Gilroy
– Children in California who went to preschool regularly before
the age of 4 entered kindergarten better prepared than those who
did not, whether they were from rich or poor families, according to
a recently released study.
By Lori Stuenkel
Gilroy – Children in California who went to preschool regularly before the age of 4 entered kindergarten better prepared than those who did not, whether they were from rich or poor families, according to a recently released study.
Conducted by Policy Analysis for California Education and the University of California, the study found that attending preschool not only helps kids make developmental gains, it boosts their pre-reading and math skills.
Researchers studied 2,314 kindergarteners from across the state and all ethnicities and income levels.
Regular attendance – about 17 hours per week – and enrollment before the age of 4 makes the benefits of preschool even more pronounced.

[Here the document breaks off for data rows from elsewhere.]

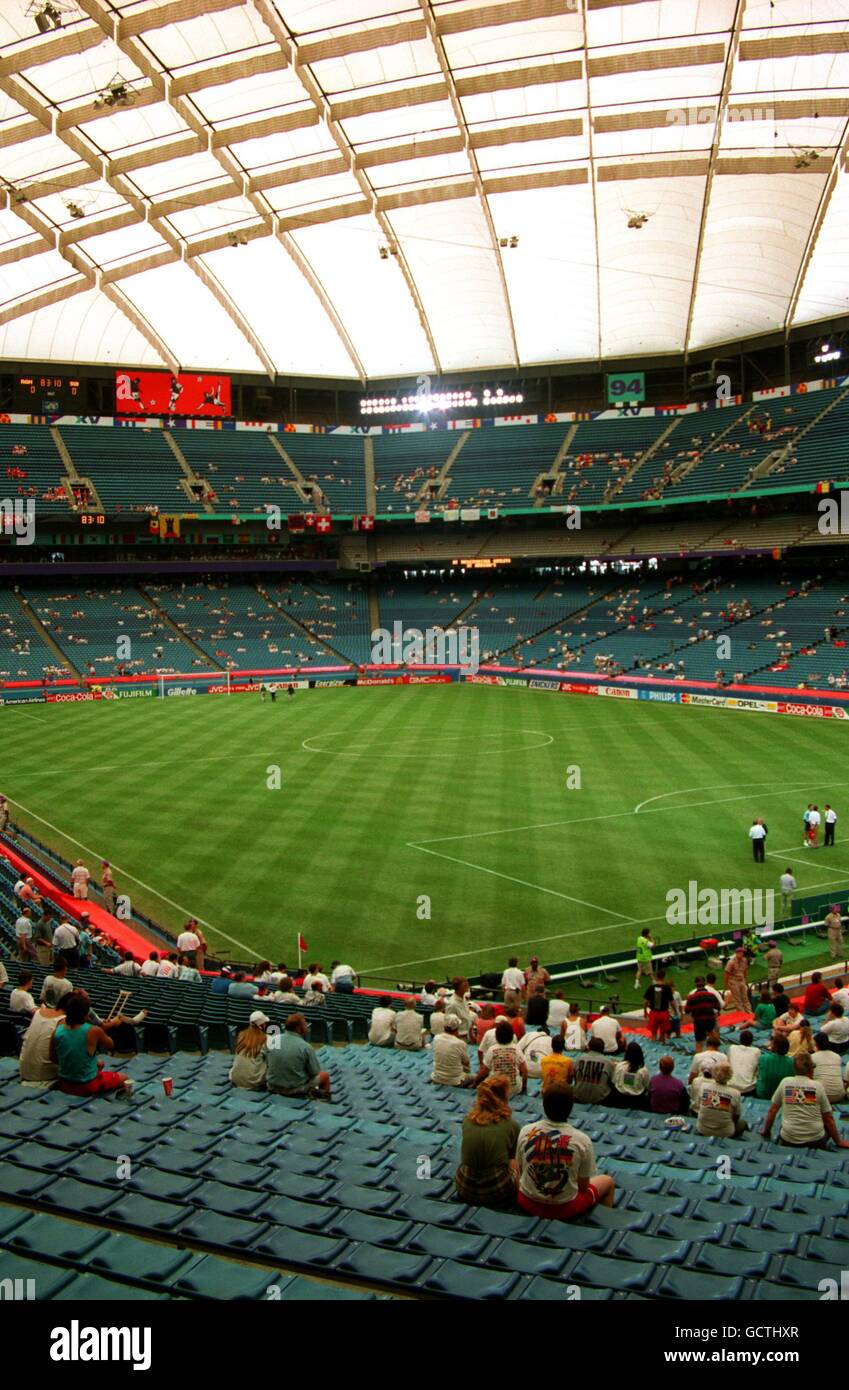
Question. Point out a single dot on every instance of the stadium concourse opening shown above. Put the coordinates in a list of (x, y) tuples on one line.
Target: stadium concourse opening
[(424, 868)]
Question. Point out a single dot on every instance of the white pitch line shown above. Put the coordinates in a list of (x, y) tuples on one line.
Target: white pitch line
[(523, 881), (132, 879)]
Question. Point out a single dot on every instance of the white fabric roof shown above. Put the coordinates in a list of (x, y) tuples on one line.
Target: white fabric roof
[(367, 159)]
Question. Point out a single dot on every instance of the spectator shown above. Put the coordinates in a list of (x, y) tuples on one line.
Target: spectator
[(66, 941), (503, 1059), (24, 934), (21, 1000), (513, 982), (667, 1096), (241, 988), (773, 1066), (702, 1008), (150, 968), (817, 997), (488, 1173), (382, 1023), (557, 1173), (57, 984), (631, 1079), (343, 979), (837, 1029), (450, 1057), (250, 1059), (607, 1030), (36, 1068), (409, 1032), (74, 1048), (79, 880), (592, 1076), (557, 1011), (806, 1116), (292, 1066), (827, 1068), (717, 1105), (744, 1059), (537, 1012), (285, 991)]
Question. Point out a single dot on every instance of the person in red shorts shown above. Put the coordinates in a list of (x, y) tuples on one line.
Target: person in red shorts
[(74, 1048), (557, 1175), (656, 1008)]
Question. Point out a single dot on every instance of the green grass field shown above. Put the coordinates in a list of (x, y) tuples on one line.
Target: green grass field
[(459, 794)]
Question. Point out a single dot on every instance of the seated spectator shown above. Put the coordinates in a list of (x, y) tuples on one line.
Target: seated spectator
[(764, 1011), (805, 1109), (450, 1057), (744, 1059), (556, 1069), (503, 1059), (239, 988), (557, 1011), (827, 1068), (292, 1066), (631, 1080), (74, 1048), (557, 1173), (592, 1075), (837, 1029), (607, 1030), (409, 1032), (150, 966), (21, 1000), (382, 1023), (773, 1066), (537, 1012), (709, 1058), (817, 997), (488, 1173), (343, 979), (667, 1096), (36, 1068), (250, 1059), (716, 1104), (285, 991)]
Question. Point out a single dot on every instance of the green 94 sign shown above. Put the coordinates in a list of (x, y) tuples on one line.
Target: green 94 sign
[(625, 387)]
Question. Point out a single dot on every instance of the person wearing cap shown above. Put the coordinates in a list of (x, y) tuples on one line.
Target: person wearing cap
[(292, 1064), (450, 1055), (250, 1061)]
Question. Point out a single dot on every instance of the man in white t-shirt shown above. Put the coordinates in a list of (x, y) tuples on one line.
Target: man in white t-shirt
[(79, 880), (744, 1059), (607, 1030), (513, 980), (806, 1115), (827, 1068), (450, 1057), (382, 1023), (557, 1175)]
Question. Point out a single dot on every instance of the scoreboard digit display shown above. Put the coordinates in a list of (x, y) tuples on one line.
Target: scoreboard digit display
[(46, 394)]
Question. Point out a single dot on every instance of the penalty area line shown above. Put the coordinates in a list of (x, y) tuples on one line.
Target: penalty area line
[(132, 879)]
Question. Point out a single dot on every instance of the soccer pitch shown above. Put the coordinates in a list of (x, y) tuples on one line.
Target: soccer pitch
[(524, 819)]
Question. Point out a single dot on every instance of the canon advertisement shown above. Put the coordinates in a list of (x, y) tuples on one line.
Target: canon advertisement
[(160, 394)]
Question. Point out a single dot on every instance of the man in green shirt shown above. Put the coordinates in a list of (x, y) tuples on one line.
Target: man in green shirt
[(645, 944), (292, 1064), (773, 1068)]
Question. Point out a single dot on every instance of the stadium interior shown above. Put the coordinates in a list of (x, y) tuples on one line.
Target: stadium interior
[(321, 327)]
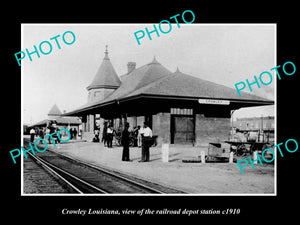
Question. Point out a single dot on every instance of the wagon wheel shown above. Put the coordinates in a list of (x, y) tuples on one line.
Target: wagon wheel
[(241, 150)]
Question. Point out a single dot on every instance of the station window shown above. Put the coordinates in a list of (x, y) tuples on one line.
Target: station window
[(179, 111)]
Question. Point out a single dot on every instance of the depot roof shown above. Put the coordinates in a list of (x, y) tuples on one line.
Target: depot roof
[(153, 79)]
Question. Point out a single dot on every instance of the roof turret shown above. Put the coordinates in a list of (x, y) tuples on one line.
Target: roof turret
[(106, 76)]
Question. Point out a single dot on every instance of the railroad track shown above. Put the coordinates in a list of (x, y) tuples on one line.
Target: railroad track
[(88, 179)]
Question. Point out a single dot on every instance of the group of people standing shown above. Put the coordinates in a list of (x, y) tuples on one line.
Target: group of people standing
[(146, 141), (41, 132)]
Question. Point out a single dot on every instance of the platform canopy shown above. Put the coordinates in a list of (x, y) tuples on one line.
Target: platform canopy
[(155, 82)]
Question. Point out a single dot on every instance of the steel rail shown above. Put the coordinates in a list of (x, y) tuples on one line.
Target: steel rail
[(84, 187)]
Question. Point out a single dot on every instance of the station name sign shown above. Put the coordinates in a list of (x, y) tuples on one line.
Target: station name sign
[(213, 101)]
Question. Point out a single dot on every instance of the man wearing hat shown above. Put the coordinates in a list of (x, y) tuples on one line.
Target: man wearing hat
[(146, 142), (125, 143)]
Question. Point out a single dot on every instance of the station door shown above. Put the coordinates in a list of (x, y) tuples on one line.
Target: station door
[(182, 129)]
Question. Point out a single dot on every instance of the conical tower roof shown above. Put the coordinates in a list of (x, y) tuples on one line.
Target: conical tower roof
[(54, 111), (106, 76)]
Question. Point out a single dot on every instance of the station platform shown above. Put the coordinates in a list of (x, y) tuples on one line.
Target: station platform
[(192, 178)]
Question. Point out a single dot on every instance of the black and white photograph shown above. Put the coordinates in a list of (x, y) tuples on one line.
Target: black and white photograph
[(188, 112), (136, 111)]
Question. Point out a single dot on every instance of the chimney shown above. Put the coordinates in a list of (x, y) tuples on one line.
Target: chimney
[(130, 66)]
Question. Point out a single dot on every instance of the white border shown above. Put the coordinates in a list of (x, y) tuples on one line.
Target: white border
[(141, 24)]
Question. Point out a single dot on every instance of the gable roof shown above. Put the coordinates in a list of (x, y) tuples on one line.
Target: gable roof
[(106, 76), (155, 79), (184, 85)]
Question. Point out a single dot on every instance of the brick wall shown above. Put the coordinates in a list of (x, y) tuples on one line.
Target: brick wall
[(211, 129)]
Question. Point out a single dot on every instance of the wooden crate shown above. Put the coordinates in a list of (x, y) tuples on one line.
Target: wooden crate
[(219, 150)]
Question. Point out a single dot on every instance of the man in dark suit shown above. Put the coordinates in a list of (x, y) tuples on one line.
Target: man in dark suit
[(146, 142), (125, 143)]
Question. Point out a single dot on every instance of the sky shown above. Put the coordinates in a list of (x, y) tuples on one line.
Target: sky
[(222, 53)]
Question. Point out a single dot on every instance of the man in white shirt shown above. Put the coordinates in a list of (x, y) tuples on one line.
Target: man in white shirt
[(146, 143), (32, 134)]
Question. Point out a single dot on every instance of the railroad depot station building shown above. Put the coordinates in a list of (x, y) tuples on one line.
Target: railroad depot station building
[(180, 109), (55, 116)]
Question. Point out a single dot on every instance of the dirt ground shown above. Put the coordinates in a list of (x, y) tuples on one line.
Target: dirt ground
[(193, 178)]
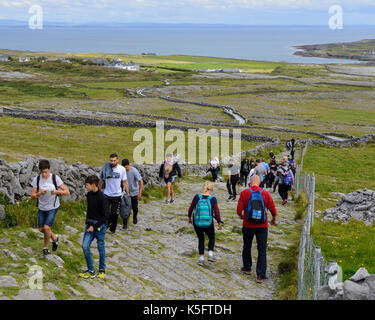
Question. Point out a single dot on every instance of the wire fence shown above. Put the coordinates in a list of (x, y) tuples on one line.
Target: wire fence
[(313, 271)]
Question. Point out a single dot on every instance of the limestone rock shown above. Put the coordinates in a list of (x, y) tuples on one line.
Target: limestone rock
[(8, 281), (354, 291)]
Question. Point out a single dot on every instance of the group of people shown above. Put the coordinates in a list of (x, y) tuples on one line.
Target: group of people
[(272, 175), (106, 194)]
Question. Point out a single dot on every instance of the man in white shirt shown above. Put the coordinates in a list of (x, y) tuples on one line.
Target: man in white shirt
[(114, 177), (46, 189)]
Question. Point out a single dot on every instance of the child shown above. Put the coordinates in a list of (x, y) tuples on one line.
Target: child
[(96, 219)]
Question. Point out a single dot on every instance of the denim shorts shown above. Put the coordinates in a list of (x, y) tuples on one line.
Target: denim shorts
[(46, 217)]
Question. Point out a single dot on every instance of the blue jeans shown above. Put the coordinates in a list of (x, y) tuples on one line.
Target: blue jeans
[(88, 238), (46, 217), (261, 236)]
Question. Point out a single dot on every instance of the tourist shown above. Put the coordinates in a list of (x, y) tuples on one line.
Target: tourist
[(95, 227), (169, 170), (261, 172), (205, 207), (112, 180), (284, 179), (254, 224), (245, 170), (233, 178), (135, 183), (45, 188), (214, 168)]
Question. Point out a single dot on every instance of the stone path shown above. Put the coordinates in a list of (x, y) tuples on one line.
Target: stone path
[(157, 258)]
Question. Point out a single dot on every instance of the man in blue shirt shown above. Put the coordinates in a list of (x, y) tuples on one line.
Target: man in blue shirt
[(135, 183)]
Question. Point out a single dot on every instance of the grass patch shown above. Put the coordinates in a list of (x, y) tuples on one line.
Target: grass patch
[(335, 168)]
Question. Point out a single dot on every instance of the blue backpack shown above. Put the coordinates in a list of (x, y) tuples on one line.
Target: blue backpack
[(203, 212), (287, 178), (255, 211)]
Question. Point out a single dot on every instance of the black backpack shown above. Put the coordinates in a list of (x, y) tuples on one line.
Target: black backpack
[(37, 188)]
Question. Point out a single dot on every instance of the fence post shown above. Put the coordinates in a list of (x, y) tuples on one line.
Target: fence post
[(312, 195), (317, 256), (301, 262)]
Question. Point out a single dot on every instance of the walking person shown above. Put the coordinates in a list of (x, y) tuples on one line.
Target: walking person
[(47, 188), (95, 227), (261, 172), (252, 172), (272, 174), (135, 183), (205, 208), (214, 164), (245, 170), (169, 170), (284, 179), (233, 178), (113, 178), (251, 207)]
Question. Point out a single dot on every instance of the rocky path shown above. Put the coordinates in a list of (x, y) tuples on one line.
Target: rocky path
[(157, 258)]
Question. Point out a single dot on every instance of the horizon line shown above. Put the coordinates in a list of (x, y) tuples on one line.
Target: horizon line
[(10, 22)]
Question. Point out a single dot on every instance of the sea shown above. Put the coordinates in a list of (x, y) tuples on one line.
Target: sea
[(263, 43)]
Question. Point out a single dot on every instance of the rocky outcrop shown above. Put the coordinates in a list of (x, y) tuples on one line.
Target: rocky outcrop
[(358, 205), (361, 286)]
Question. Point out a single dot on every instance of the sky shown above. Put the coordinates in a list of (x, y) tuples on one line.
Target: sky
[(244, 12)]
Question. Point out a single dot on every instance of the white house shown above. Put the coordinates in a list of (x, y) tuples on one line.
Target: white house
[(131, 66), (4, 58)]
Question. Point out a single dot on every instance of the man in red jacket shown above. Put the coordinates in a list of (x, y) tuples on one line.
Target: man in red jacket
[(260, 230)]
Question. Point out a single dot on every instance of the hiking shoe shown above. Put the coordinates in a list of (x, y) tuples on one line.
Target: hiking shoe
[(55, 243), (245, 271), (87, 275), (260, 279), (101, 274)]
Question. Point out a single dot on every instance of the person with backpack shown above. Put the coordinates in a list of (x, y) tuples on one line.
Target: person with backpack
[(214, 168), (135, 183), (112, 181), (95, 227), (261, 172), (205, 208), (233, 178), (272, 173), (245, 170), (252, 172), (251, 208), (47, 188), (285, 180), (169, 169)]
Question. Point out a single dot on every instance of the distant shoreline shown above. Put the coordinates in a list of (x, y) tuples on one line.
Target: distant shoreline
[(363, 50)]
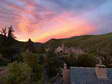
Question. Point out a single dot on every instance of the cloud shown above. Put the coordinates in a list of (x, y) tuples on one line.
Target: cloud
[(45, 19)]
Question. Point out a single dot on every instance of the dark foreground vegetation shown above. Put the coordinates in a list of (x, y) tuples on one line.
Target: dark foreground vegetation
[(36, 63)]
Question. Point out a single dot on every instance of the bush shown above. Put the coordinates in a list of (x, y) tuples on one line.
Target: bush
[(18, 73)]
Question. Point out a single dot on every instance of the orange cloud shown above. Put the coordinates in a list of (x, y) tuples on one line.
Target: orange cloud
[(64, 26)]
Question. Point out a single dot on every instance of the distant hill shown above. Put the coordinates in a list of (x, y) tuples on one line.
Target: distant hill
[(87, 42)]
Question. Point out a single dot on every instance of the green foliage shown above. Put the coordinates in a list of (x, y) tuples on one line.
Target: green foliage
[(54, 64), (86, 60), (32, 60), (18, 73)]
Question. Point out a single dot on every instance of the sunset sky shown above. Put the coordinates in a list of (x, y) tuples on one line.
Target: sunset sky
[(42, 20)]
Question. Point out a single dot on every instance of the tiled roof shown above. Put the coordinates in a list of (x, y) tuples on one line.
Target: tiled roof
[(81, 75)]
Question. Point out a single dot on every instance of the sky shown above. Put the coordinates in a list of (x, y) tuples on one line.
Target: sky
[(42, 20)]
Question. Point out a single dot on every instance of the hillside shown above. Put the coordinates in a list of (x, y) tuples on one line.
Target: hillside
[(88, 42)]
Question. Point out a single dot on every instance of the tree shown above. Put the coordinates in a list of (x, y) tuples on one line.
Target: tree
[(8, 48), (32, 60), (18, 73), (87, 60), (54, 64)]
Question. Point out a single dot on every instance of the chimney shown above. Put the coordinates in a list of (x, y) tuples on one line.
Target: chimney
[(101, 71)]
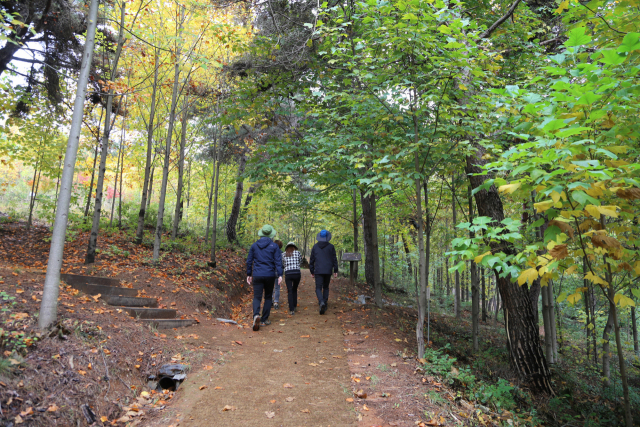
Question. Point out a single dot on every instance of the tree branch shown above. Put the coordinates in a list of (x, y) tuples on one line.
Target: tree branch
[(499, 22)]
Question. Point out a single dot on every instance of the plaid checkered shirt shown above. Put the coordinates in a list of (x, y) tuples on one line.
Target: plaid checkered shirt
[(292, 262)]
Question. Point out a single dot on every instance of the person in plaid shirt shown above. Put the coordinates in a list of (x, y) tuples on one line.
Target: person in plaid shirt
[(291, 262)]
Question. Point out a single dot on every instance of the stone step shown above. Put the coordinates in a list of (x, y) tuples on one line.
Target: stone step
[(131, 301), (72, 279), (105, 290), (151, 313), (168, 323)]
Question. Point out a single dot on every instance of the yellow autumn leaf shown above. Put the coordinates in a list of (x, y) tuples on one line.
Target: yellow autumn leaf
[(478, 259), (528, 276), (623, 301), (574, 298), (595, 279), (509, 188), (543, 206)]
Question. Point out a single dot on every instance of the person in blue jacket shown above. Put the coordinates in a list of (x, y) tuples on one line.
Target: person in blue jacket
[(264, 265), (322, 263)]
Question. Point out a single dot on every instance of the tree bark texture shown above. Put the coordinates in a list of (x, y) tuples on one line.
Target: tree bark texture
[(370, 234), (146, 193), (523, 338), (232, 236)]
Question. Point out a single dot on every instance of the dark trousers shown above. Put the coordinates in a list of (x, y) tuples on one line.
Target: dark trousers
[(262, 284), (292, 279), (322, 287)]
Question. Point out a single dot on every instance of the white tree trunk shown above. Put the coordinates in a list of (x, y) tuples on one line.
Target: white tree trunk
[(49, 304)]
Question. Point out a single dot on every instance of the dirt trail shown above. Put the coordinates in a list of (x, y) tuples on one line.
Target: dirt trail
[(300, 357)]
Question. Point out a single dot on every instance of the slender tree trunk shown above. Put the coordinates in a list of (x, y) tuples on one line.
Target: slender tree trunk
[(634, 329), (372, 256), (177, 215), (93, 169), (153, 170), (475, 294), (484, 295), (523, 337), (148, 175), (49, 304), (34, 190), (456, 304), (237, 200), (210, 197), (167, 150), (353, 266), (422, 275), (90, 257), (214, 225), (115, 185)]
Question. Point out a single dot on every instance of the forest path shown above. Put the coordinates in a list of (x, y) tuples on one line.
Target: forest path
[(293, 372)]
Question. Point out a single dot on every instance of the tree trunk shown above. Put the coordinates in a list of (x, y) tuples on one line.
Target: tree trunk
[(634, 329), (115, 185), (422, 282), (237, 200), (93, 169), (49, 304), (148, 175), (370, 234), (484, 295), (90, 257), (353, 266), (523, 338), (247, 202), (475, 294), (34, 190), (214, 225), (167, 149), (177, 215), (456, 303)]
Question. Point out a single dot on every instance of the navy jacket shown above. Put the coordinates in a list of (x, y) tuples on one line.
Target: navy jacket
[(265, 259), (323, 259)]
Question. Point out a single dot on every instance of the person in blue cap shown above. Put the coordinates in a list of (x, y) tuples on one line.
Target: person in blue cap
[(264, 264), (322, 263)]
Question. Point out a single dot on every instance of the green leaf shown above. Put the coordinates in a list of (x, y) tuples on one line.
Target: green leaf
[(630, 43), (577, 37)]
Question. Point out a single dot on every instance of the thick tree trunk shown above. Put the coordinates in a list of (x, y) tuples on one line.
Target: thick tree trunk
[(148, 175), (49, 304), (232, 236), (90, 257), (370, 234), (177, 214), (523, 338)]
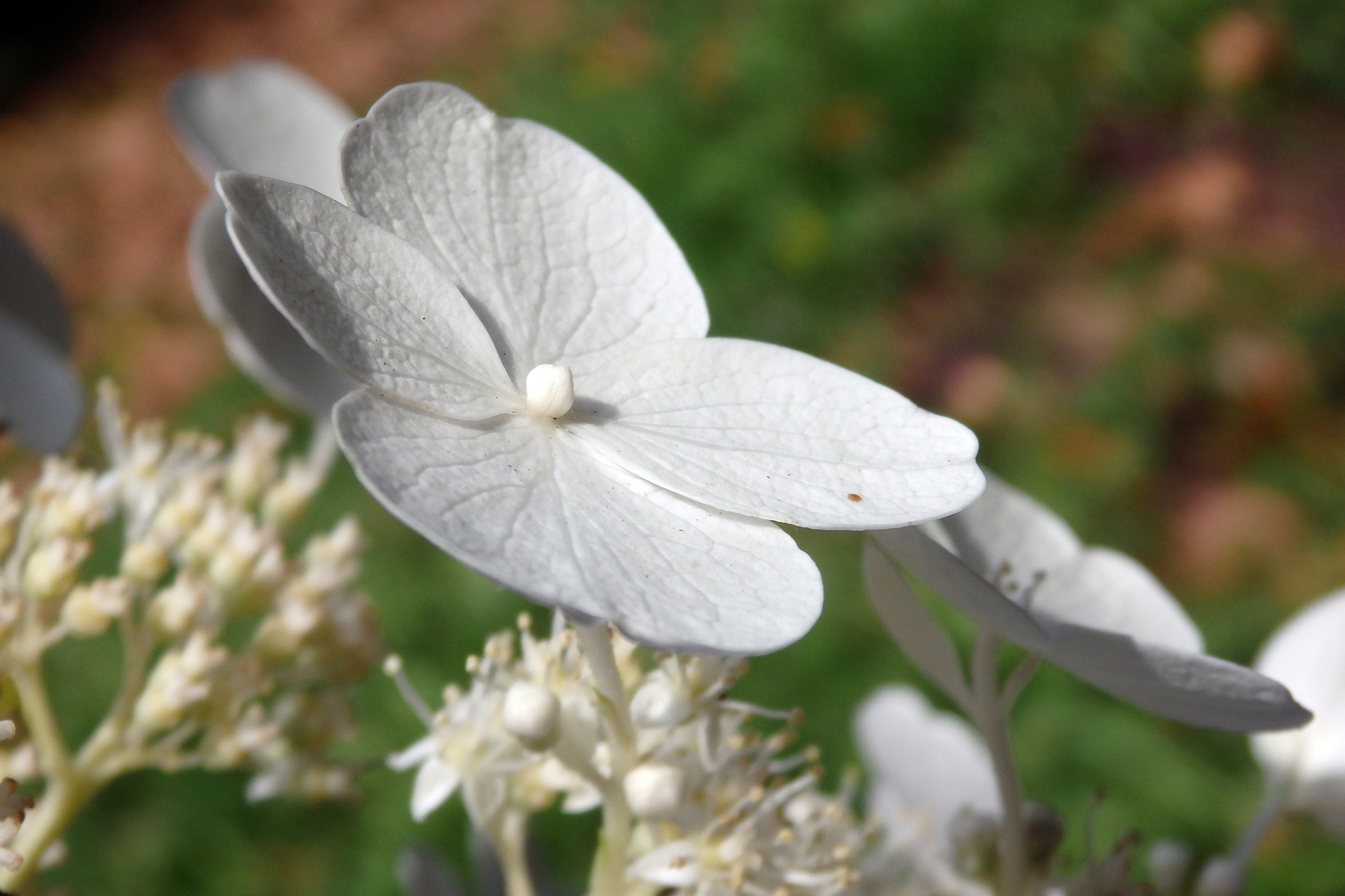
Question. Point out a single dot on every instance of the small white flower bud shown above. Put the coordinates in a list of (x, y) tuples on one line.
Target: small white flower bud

The study’s authors said they were surprised to find that when students start kindergarten, the achievement gaps that will be apparent in eighth grade math are already established.
“Parents and policymakers often blame the schools for the notorious achievement gap that divides children from rich and poor families,” said Dr. Margaret Bridges, the developmental psychologist who directed the study, in the study’s release.
But preschool also appears to greatly help shrink the achievement gap across the board, in fact nearly closing it between students who attend.
Latino children who attend preschool narrow the skills gap between them and their white counterparts by a third of a school year.
But middle-income kids continue to benefit when they go to preschool, as well. Middle-income students enter kindergarten more than half a grade level ahead of their peers in pre-reading skills when they enrolled before the age of 4.
Debra Aboytes, Early Learning Initiative administrator for Gilroy Unified School District, said she was not surprised by the study’s findings.
“It was validating the information we have,” Aboytes said.
She said the study’s focus on closing the achievement gap between groups of students, although kids enrolled in GUSD’s state and federally run preschools are a targeted population.
All are low-income and the majority are English Language Learners, students who will regularly lag behind their English speaking counterparts.
“We’re trying to give a boost to their kindergarten readiness,” she said.
Aboytes recently reported that the state preschool, which served 135 student in six classes last year, tentatively showed students were making gains in reading, math and in English language development.
The study also found that Latino children were much less likely to enter preschool than white children, with 38 percent of Latino 4-year-olds enrolling, compared to 58 percent of whites.
African-American parents enrolled their children at higher rates and for more hours a day than other parents.